Meno pubblicità in tv, più comunicazione a tu per tu.

E’ stato un duro attacco alla qualità della televisione italiana. Secondo quanto riferisce l’agenzia Ansa, è stato un vero e proprio atto di accusa:  la televisione italiana per “livelli di banalità e volgarità (come i tanti reality che affollano i palinsesti delle tv in prima serata)'” è al disotto di altre televisioni europee e il divario rispetto alle emittenti Ue “é crescente”.

E’ quanto ha affermato Corrado Calabrò, presidente dell’Autorità per le garanzie nelle comunicazioni, che ha annunciato che “l’Autorità ha in animo di avviare uno studio specifico che analizzi la programmazione televisiva in Italia (e l’uso dei media vecchi e nuovi), verifichi il suo grado di qualità e se essa possa produrre effetti sui cosiddetti ‘comportamenti sociali’.

Non è nelle possibilità dell’Agcom cambiare il modo di fare televisione, spiega il presidente Calabrò, ma “fino a quando le trasmissioni sono dominate dall’assillo dei ricavi pubblicitari e questi sono connessi esclusivamente all’audience – aggiunge il presidente – i tentativi saranno inefficienti”.
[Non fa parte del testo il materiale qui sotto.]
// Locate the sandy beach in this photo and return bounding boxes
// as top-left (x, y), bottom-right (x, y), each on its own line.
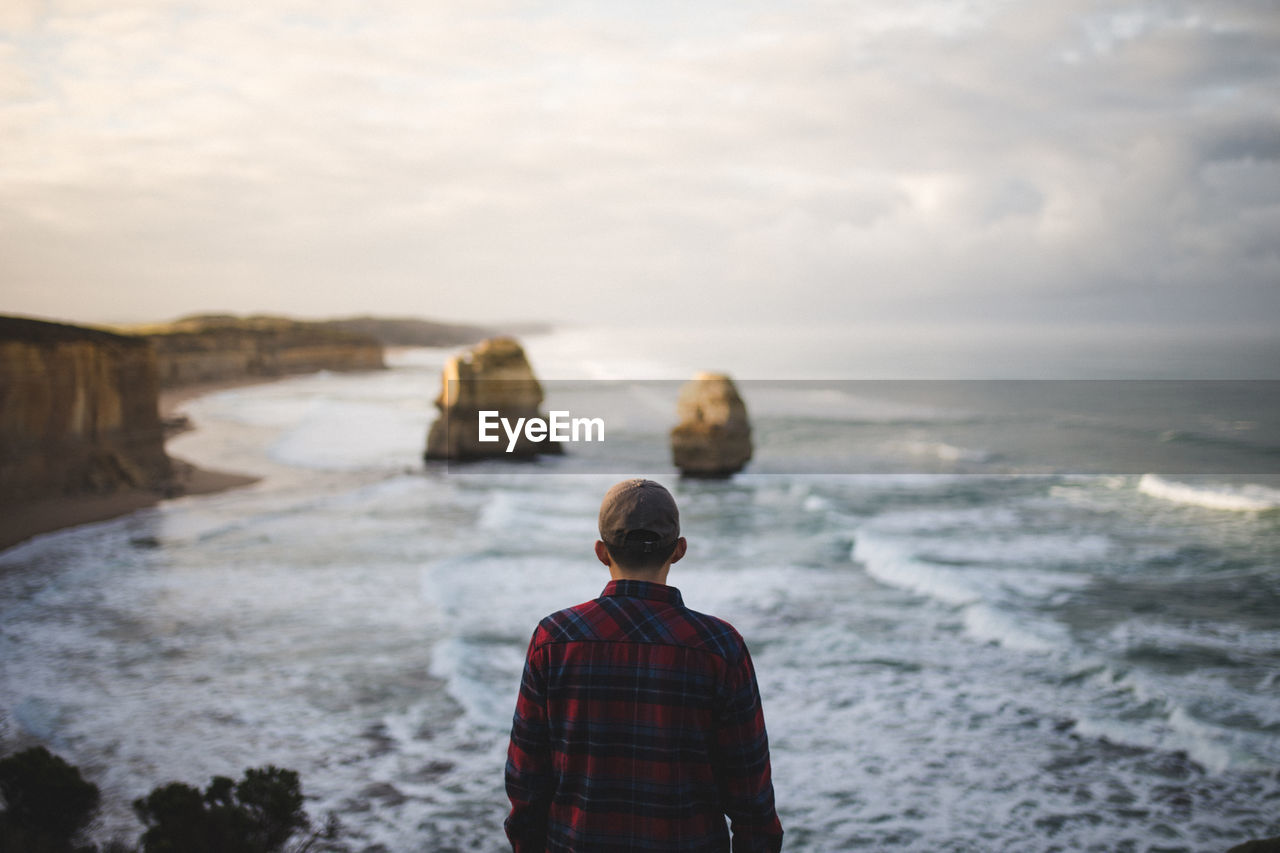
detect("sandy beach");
top-left (0, 380), bottom-right (267, 553)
Il fatto è che così, dice Calabrò “si innesca una spirale perversa che diseduca il gusto dei telespettatori e degrada il livello delle trasmissioni”.

 

Sappiamo tutti quanto la televisione sia centrale nei piani media, cioè nella distribuzione dei pesi di spesa della pubblicità italiana. E quanto sia diventata ingombrante, ne fanno le spese gli altri media, primi fra tutti la carta stampata. Quel divario crescente rispetto alla emittenti europee di cui parla Calabrò sta proprio nel predominanza assoluta della tv rispetto a tutto il resto della filiera della comunicazione commerciale.

 

Sappiamo anche che questa predominanza alimenta sé stessa più che dare linfa alla propensione verso i consumi: già in forte calo, nonostante la pressione esercitata dalla tv i consumi hanno subito un ulteriore spinta verso il basso a causa della sfavorevole congiuntura economica.

 

Sappiamo che siamo in un periodo di forte sofferenza per il settore economico della pubblicità, chi non ha già tagliato i budget pubblicitari sta pensando di farlo.

 

E’ il momento delle scelte, quelle che bisogna fare proprio durante i momenti di difficoltà: liberiamo la tv dalla troppa pubblicità, distribuiamo i budget verso altri media, verso altre attività di relazione con i clienti dei clienti.

 

Liberemo nuove energie a favore del successo delle marche: la crisi ci impone di fare scelte meno invise all’opinione pubblica, meno invasive dei telespettatori, meno onerose per le aziende. E molto più efficaci, come dimostrano le esperienze di altri paesi, che in Italia si fa fatica a prendere seriamente in considerazione.

 

Lo slogan è: meno pubblicità in tv, più comunicazione a tu per tu. Beh, buona giornata.